Fertility, Child Work, and Schooling Consequences of Family Planning Programs: Evidence from an Experiment in Rural Bangladesh

Family planning programs can significantly decrease lifetime fertility, but have no impact on child work and schooling.

Introduction

Economists and social scientists have long believed that family planning programs can reduce fertility and influence other household decisions. By empowering women to have more control over their fertility, family planning can provide them more with greater bargaining power in the inter-household decision-making process over children. Various programs have provided family planning education to couples, or to women or men on their own. In the Matlab Family Planning and Maternal Child Health (FP-MCH) program in Bangladesh, 70 villages were assigned to participate in ICDDR,B’s family planning program, while 72 villages continued on with the traditional government family planning program. In the treatment villages, trained female outreach workers visited all households once every 2 weeks to provide information to women about contraceptives and the management of side effects. They were also able to provide nonclinical methods (oral contraceptives, condoms, and foam tablets) and administered depo-medroxyprogesterone acetate (DMPA) injections. This study analyzed the outcomes of ICDDR,B’s program, measuring whether household behavior changed as a consequence of the family planning program, particularly on women’s fertility outcomes, children’s schooling, and children’s labor force participation.

Findings

In rural Bangladesh, villages received either a special intensive family planning program or government family planning services over an 18-year period from 1978 to 1996.

  • The intensive family planning program reduced lifetime fertility by 14 percent. Women used modern contraceptive methods, primarily DMPA injections, to space children and postpone births.
  • Boys in treatment villages are about 13 percent more likely to participate in work activities than boys in control villages. There was no significant change on girls’ labor force participation.
  • The program had no impact on school enrollment for either boys or girls. However, girls’ enrollment remained higher than boys’ enrollment in all villages.  

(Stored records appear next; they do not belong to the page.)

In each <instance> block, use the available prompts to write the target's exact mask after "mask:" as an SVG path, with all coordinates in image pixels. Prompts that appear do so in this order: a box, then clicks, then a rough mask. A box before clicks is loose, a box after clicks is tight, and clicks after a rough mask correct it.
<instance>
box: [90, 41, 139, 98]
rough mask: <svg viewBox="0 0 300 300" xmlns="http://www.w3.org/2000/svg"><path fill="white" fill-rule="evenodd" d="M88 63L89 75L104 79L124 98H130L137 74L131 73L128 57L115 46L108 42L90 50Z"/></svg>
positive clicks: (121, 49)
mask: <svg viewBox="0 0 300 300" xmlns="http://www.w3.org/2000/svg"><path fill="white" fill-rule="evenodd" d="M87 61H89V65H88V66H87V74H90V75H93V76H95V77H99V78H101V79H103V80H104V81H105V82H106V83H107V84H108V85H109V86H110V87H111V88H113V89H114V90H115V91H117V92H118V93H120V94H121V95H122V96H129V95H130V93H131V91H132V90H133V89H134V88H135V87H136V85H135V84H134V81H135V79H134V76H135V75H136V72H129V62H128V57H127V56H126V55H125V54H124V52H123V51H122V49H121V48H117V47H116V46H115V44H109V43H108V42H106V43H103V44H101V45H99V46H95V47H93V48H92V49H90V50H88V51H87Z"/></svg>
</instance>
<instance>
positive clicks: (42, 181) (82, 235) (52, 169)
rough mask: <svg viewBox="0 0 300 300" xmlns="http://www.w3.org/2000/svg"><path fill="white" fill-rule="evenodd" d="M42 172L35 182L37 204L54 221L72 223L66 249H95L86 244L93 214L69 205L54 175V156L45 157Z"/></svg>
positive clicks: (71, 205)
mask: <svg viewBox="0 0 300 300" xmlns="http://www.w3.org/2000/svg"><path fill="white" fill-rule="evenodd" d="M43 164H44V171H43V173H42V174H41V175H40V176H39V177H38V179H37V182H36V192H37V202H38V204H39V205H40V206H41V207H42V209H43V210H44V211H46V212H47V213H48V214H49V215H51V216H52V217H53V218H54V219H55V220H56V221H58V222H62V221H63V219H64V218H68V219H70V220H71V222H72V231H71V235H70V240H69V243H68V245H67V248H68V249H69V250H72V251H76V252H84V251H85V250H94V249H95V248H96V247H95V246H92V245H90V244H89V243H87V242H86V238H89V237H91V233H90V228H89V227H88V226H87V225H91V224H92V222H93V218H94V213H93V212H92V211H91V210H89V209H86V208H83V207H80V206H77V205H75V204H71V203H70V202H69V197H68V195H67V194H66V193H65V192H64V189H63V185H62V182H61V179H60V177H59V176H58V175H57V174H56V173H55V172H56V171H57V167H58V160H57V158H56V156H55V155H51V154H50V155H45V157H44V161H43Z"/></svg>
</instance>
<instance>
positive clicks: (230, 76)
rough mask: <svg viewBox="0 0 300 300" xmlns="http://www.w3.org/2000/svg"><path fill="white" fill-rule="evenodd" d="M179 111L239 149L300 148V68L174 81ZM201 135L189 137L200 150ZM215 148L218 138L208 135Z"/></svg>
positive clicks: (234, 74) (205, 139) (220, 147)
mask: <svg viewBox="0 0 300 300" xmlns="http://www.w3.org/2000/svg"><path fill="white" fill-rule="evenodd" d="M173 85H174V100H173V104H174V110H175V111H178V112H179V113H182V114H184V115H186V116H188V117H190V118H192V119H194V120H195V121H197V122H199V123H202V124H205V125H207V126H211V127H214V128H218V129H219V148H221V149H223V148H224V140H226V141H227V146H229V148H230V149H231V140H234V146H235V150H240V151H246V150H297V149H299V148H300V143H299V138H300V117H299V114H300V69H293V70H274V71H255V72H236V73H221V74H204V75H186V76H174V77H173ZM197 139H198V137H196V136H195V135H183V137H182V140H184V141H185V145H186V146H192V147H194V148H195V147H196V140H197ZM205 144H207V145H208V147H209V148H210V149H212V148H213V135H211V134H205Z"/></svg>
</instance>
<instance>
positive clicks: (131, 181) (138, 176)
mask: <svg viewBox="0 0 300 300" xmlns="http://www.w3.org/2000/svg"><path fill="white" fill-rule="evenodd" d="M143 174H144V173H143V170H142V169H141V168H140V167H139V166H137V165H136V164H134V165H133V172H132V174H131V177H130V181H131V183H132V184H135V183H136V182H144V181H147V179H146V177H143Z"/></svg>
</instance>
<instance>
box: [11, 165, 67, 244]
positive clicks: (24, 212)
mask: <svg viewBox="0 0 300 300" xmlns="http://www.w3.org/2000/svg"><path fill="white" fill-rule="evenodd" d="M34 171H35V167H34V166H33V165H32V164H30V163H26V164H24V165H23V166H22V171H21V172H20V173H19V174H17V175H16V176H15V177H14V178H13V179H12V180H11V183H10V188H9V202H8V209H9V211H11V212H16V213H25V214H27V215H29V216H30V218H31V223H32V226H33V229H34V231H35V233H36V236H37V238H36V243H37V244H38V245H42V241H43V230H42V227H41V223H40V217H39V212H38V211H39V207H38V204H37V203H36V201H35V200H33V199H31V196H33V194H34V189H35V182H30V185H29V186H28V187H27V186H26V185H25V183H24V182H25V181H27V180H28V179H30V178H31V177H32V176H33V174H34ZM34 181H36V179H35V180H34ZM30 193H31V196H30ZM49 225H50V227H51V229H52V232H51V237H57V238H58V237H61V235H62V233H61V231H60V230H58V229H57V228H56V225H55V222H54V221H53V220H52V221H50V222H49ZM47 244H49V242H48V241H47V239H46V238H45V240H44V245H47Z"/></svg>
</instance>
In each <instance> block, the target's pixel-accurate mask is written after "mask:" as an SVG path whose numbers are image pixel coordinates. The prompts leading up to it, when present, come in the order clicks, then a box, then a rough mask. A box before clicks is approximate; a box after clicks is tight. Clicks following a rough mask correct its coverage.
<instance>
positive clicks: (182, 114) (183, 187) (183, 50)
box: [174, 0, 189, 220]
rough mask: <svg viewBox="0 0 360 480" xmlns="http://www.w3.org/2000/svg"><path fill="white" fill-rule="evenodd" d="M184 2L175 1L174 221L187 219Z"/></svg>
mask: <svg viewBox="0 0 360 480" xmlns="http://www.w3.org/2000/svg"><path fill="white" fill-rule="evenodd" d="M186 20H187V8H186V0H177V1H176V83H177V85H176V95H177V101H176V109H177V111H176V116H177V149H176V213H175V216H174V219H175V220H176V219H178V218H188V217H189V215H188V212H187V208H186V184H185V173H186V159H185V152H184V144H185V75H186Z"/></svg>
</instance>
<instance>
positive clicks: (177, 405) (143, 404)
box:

In short, this intensive family planning program reduced lifetime fertility, but did not reduce children’s labor force participation or increase children’s school enrollment.

Methodology

The intensive family planning program was introduced in 70 villages in the Matlab district in rural Bangladesh in 1978. The treatment villages received the family planning program from the International Center on Diarrhoeal Disease Research, Bangladesh (ICDDR,B), while 72 control villages received the less intensely offered government family planning services, where the standard of care was not actively or intensely offered to women. All married women residing in treatment villages participated in the program. The ICDDR,B program consisted of bi-weekly home visits by female outreach workers, who provided information and several contraceptive methods.

This study uses data from the Matlab Health and Socioeconomic Survey, covering 18 years from 1978 to 1996. The analysis is based on data for 139 villages (70 treatment villages and 69 control villages), 4,124 ever-married women, and 2,500 children aged 10 to 16.